Well. Lots of goings on since the reboot. Rather than fill up lots of posts I thought I’d summarise – If something is interesting enough I’ll probably come back to it.

Thanks everyone for positive comments about the redesign, lots of new visitors to the site from the reboot site itself and people who liked the design and said so on their sites:

I even got onto screenspire which was nice.

All of this I’ve had the joy of watching from the vantage point of mint. I mentioned that I’d installed it a while back, as much to have a play around as anything but as many before me had stated, you can easily get hooked on the stats – and I’m enough of a numbers fan as it is. So what follows is a very brief, but real world opinion, of Mint. In case your only interested in the final opinion – I’m a fan (you could tell that anyway).

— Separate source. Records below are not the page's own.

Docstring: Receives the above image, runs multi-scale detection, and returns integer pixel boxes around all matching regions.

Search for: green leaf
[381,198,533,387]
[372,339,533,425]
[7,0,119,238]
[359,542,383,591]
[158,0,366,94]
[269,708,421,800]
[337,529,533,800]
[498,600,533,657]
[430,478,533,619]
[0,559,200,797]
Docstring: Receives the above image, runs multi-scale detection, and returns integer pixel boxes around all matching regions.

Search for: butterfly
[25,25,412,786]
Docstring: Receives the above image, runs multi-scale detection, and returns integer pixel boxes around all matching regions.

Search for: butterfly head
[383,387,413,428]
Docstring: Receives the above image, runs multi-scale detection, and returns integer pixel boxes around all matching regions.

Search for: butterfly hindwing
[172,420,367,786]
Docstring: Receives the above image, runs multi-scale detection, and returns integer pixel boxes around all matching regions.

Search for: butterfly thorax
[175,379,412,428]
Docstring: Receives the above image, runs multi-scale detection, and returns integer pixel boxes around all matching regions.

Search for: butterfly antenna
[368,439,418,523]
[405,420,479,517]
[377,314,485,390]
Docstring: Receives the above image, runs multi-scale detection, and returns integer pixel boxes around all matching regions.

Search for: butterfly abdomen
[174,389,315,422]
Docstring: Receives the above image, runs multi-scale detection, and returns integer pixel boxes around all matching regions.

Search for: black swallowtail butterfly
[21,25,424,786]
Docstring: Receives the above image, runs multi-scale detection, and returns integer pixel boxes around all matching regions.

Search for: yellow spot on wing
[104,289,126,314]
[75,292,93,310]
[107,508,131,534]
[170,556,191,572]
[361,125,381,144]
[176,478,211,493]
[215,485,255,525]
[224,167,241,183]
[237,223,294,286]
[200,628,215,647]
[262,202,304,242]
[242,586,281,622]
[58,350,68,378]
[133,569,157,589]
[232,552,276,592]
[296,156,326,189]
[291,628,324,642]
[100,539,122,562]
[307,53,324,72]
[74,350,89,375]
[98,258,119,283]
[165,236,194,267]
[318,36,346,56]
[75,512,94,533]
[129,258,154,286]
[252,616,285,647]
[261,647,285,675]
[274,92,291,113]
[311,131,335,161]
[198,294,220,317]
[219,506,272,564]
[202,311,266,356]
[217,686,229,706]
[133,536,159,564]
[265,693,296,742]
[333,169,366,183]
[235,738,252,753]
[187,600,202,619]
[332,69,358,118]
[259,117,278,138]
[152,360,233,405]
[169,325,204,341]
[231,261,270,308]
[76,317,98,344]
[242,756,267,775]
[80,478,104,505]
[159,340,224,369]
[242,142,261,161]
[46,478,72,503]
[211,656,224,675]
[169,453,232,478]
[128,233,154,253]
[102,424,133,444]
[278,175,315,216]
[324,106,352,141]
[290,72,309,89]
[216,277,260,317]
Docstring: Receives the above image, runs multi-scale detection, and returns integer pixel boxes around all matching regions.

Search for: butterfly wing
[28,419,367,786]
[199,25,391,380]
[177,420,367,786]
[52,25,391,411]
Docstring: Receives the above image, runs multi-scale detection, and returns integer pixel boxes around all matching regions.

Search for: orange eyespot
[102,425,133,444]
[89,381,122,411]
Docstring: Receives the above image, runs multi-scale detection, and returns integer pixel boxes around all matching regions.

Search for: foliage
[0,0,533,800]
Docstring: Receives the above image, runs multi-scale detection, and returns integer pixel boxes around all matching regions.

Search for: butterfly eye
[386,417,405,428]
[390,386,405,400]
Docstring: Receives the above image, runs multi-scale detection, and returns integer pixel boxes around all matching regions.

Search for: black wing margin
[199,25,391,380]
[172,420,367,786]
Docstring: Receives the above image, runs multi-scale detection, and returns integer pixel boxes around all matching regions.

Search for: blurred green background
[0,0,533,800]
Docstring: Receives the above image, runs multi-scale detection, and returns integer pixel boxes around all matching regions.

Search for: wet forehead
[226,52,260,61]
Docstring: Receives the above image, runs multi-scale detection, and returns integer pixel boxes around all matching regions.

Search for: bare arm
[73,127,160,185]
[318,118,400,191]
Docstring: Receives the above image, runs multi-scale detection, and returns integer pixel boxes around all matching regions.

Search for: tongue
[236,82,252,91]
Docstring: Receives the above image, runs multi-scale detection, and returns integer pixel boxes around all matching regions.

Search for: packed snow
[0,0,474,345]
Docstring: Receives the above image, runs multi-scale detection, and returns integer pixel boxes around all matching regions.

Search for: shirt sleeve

First things first, purchase, download and installation was an absoolute breeze. OK so I’m fine with all kinds of command line driven installs but their was non of that anyhow. Just change a simple text configuration file, create a database and upload. Everything else was just point at a URL and away we go.

I decided to install a couple of the official peppers (plugins) along the way, again a simple matter of upload, login and click install.

Login presents the nice interface everyone was googling over. It’s all nice shades of green, shadows and javascript scrolling. The pane’s themselves provide information about Visits, Referrers, Pages and Searches. This isn’t all the information you might be used to from other log file based packages but once you get over that you dont really need anything else under most circumstances.

One thing that did interest me was information about screen resolutions and that’s where the User Agent 007 pepper comes in. Displaying information about screen resolution, along with details of Browser and Flash versions. It’s all very voyeuristic I know but hey.

The Visits and Referrers panes are probably where most of the action is. The Referrers section is great from my point of view for seeing who is linking to me, really useful for tracking down interesting people I have no other way of finding out about. Visits details lots of information about the number of visits and visitors – cunningly logged using javascript so as to avoid lots of referrer (ie. spider) spam. Having said that, Google cropped up in my User Agent 007 pane so maybe Google triggers it too?

So. Is it for you? I get the feeling that it depends. It’s come out of the blogging scene so to speak and it shows. Design decisions have been made that strengthen it immeasurably for blogs while, in my mind, weaken it for other kinds of sites – in particular from my past experience for campaign style sites where you really want to look at this sort of detail.

For example the choice of PHP, how many well known blogs (at least in the corner of the web inhabited by web designers) dont use PHP? So for blogs that’s not a problem but for other sites it can be.

Another area is the ability to query the statistics. For a blog you just want to know traffic all the time probably. For a campaign you want to know what happened when. And that might mean going back in time so to speak – when putting together a report for instance. It might be possible to mine this data, even build a pepper around it – but I’m not sure that’s playing to Mints strengths.

As I said initially, these aren’t really critisisms. Specialist software is where it’s at in my mind. And this is definately a very nice piece of software.